И в будущем оно же прозвучит.
Но нынче сердца крик Тебе помеха,
Нет отзвука. Пусть сердце замолчит.
За что Ты Моисея покарал?
За то, что он нанес злодею рану?
Он не достиг Земли обетованной.
А Ты ведь обещал. Ты обещал.
О Господи, взгляни на Твой народ,
На искаженный лик Иерусалима.
От жалости застонет даже скот,
Но сердце Господа неумолимо.
Как его рот, его собственный язык говорил в каждой дневной молитве? «Слава Тебе, Господь вовеки, Бог наш, за Твою великую сострадательность…»

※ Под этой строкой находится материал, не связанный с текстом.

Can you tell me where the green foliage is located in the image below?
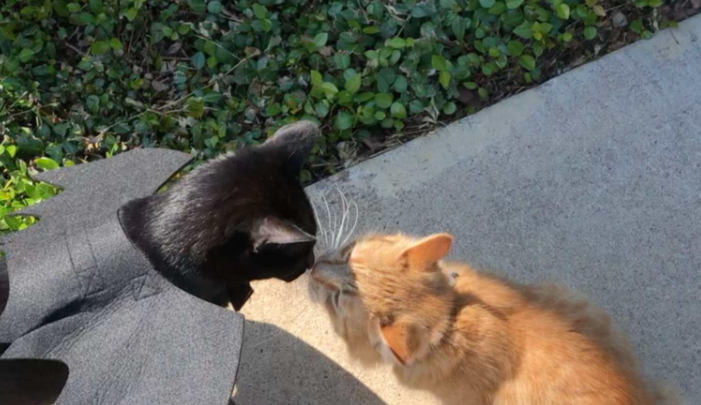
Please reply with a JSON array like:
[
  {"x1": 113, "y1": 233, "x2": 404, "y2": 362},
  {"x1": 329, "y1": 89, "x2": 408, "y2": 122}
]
[{"x1": 0, "y1": 0, "x2": 684, "y2": 229}]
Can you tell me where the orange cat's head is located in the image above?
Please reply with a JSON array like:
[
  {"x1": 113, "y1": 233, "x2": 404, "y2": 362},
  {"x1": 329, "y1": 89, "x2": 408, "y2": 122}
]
[{"x1": 309, "y1": 230, "x2": 454, "y2": 365}]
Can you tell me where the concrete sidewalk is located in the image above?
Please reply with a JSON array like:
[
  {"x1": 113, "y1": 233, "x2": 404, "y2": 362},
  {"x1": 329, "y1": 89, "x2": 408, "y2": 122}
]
[{"x1": 235, "y1": 16, "x2": 701, "y2": 405}]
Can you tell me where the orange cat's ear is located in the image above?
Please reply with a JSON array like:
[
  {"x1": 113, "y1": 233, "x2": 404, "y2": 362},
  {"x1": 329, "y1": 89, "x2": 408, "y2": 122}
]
[
  {"x1": 402, "y1": 233, "x2": 453, "y2": 271},
  {"x1": 380, "y1": 323, "x2": 420, "y2": 366}
]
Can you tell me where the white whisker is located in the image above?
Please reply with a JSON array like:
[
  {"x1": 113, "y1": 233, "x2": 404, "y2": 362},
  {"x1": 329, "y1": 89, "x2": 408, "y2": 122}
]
[
  {"x1": 333, "y1": 185, "x2": 348, "y2": 248},
  {"x1": 342, "y1": 201, "x2": 360, "y2": 245},
  {"x1": 321, "y1": 194, "x2": 334, "y2": 248},
  {"x1": 310, "y1": 200, "x2": 329, "y2": 247}
]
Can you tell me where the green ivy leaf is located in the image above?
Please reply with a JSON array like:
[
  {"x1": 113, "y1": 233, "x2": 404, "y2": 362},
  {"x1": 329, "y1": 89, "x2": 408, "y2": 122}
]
[
  {"x1": 443, "y1": 101, "x2": 458, "y2": 115},
  {"x1": 389, "y1": 102, "x2": 406, "y2": 120},
  {"x1": 394, "y1": 76, "x2": 409, "y2": 94},
  {"x1": 253, "y1": 3, "x2": 268, "y2": 20},
  {"x1": 519, "y1": 55, "x2": 535, "y2": 70},
  {"x1": 124, "y1": 7, "x2": 139, "y2": 21},
  {"x1": 265, "y1": 103, "x2": 282, "y2": 117},
  {"x1": 311, "y1": 70, "x2": 324, "y2": 87},
  {"x1": 90, "y1": 41, "x2": 112, "y2": 55},
  {"x1": 489, "y1": 1, "x2": 506, "y2": 15},
  {"x1": 85, "y1": 95, "x2": 100, "y2": 115},
  {"x1": 320, "y1": 82, "x2": 338, "y2": 96},
  {"x1": 431, "y1": 55, "x2": 448, "y2": 72},
  {"x1": 506, "y1": 0, "x2": 524, "y2": 10},
  {"x1": 19, "y1": 48, "x2": 34, "y2": 63},
  {"x1": 438, "y1": 71, "x2": 450, "y2": 89},
  {"x1": 334, "y1": 111, "x2": 355, "y2": 131},
  {"x1": 207, "y1": 0, "x2": 223, "y2": 14},
  {"x1": 375, "y1": 93, "x2": 394, "y2": 109},
  {"x1": 192, "y1": 52, "x2": 207, "y2": 70},
  {"x1": 514, "y1": 21, "x2": 533, "y2": 39},
  {"x1": 389, "y1": 38, "x2": 406, "y2": 49},
  {"x1": 346, "y1": 73, "x2": 363, "y2": 94},
  {"x1": 584, "y1": 27, "x2": 596, "y2": 40},
  {"x1": 314, "y1": 32, "x2": 329, "y2": 48},
  {"x1": 506, "y1": 41, "x2": 523, "y2": 56},
  {"x1": 556, "y1": 3, "x2": 570, "y2": 20},
  {"x1": 110, "y1": 38, "x2": 123, "y2": 51},
  {"x1": 451, "y1": 17, "x2": 467, "y2": 41},
  {"x1": 35, "y1": 157, "x2": 60, "y2": 170}
]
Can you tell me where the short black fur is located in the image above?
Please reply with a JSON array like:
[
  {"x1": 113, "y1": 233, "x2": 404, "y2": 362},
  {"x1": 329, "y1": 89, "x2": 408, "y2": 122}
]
[{"x1": 120, "y1": 121, "x2": 319, "y2": 310}]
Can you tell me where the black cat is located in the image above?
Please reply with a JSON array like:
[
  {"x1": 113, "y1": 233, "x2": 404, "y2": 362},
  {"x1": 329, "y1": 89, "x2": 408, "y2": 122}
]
[{"x1": 120, "y1": 121, "x2": 319, "y2": 310}]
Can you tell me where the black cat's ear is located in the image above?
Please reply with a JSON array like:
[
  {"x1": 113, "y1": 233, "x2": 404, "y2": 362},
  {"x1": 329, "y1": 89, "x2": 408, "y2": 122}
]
[
  {"x1": 0, "y1": 359, "x2": 68, "y2": 405},
  {"x1": 251, "y1": 217, "x2": 316, "y2": 251},
  {"x1": 263, "y1": 121, "x2": 321, "y2": 173}
]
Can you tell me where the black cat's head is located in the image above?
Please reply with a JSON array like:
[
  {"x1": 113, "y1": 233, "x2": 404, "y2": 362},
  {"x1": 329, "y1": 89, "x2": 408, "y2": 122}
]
[{"x1": 123, "y1": 121, "x2": 319, "y2": 294}]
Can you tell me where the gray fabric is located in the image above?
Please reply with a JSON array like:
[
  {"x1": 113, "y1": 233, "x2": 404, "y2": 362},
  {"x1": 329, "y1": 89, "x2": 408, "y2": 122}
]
[{"x1": 0, "y1": 149, "x2": 243, "y2": 405}]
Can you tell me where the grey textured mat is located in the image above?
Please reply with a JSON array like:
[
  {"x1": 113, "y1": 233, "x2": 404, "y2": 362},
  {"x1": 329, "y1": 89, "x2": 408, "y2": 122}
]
[{"x1": 0, "y1": 149, "x2": 243, "y2": 405}]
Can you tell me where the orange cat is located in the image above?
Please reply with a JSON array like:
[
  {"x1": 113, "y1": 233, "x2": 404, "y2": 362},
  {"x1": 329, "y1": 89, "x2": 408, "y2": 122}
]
[{"x1": 309, "y1": 234, "x2": 678, "y2": 405}]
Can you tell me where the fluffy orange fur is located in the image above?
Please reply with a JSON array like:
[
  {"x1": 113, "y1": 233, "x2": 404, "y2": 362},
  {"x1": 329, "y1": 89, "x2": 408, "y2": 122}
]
[{"x1": 310, "y1": 234, "x2": 679, "y2": 405}]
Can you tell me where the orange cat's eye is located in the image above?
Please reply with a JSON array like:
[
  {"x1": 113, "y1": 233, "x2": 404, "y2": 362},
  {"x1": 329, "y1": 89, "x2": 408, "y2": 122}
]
[{"x1": 341, "y1": 242, "x2": 355, "y2": 262}]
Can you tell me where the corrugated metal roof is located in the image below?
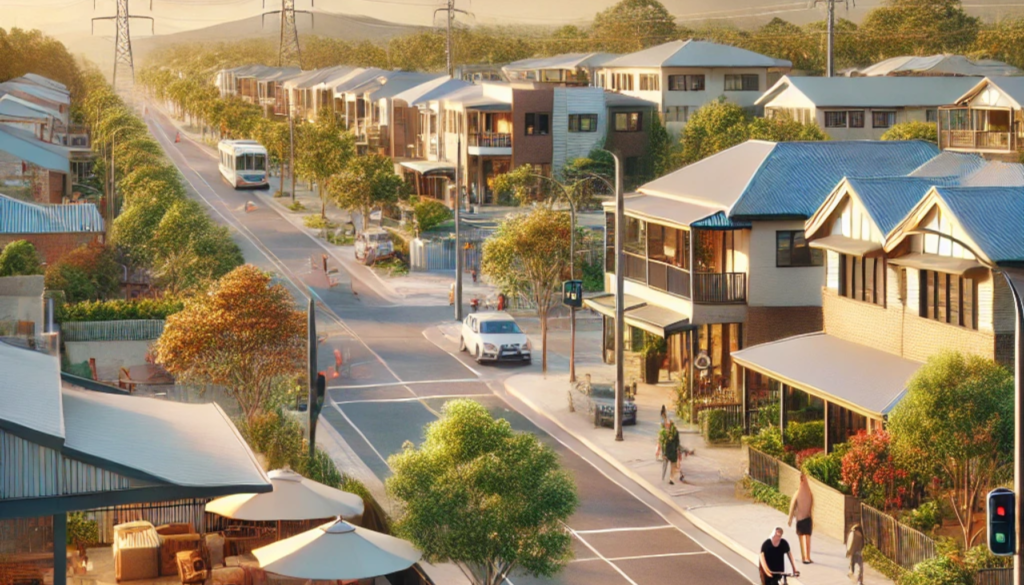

Смеемся, избежав Твоей заботы,
Ликуем, нанося себе увечья.
И адский путь в мучительную вечность
Дороже нам, чем райская дремота.
По комнате повеял ветерок, шевельнул шторы, пробежал по страницам бесценной бумаги. Донес издалека вопли шакалов. В коридоре зашуршала мышь. Счастье возвысило сердце читающего человека, упоение тех, кто восхищен своим собственным:
Что, если план творенья был дурен?
Ведь человечья плоть, увы, порочна.
Твоим тавром был дух наш заклеймен.
Ты сам творил, но криво и неточно.
Ты дал Луне способность править влагой,
А людям — языки и вожделенья.
Как от кощунства защитишь Ты благо?
Ведь и в раю живут Твои творенья.
В кольце, в кругу заключены все вещи,
В оковах, что врастают в плоть.
Они звенят, кощунствуют, скрежещут.
Тогда Ты обновляешь их, Господь.
Да, слава и хвала Тебе, Господь,
Когда дожди растенья заливают,
Когда из стен каменья выпадают,
Роса поит песок, не страждет плоть!
Так продолжалось и дальше. Тщетно искать в этой неистовой страсти мягкий тон, который прозвучал бы безопасно. Разве же вот это не откровеннее, не вероломнее?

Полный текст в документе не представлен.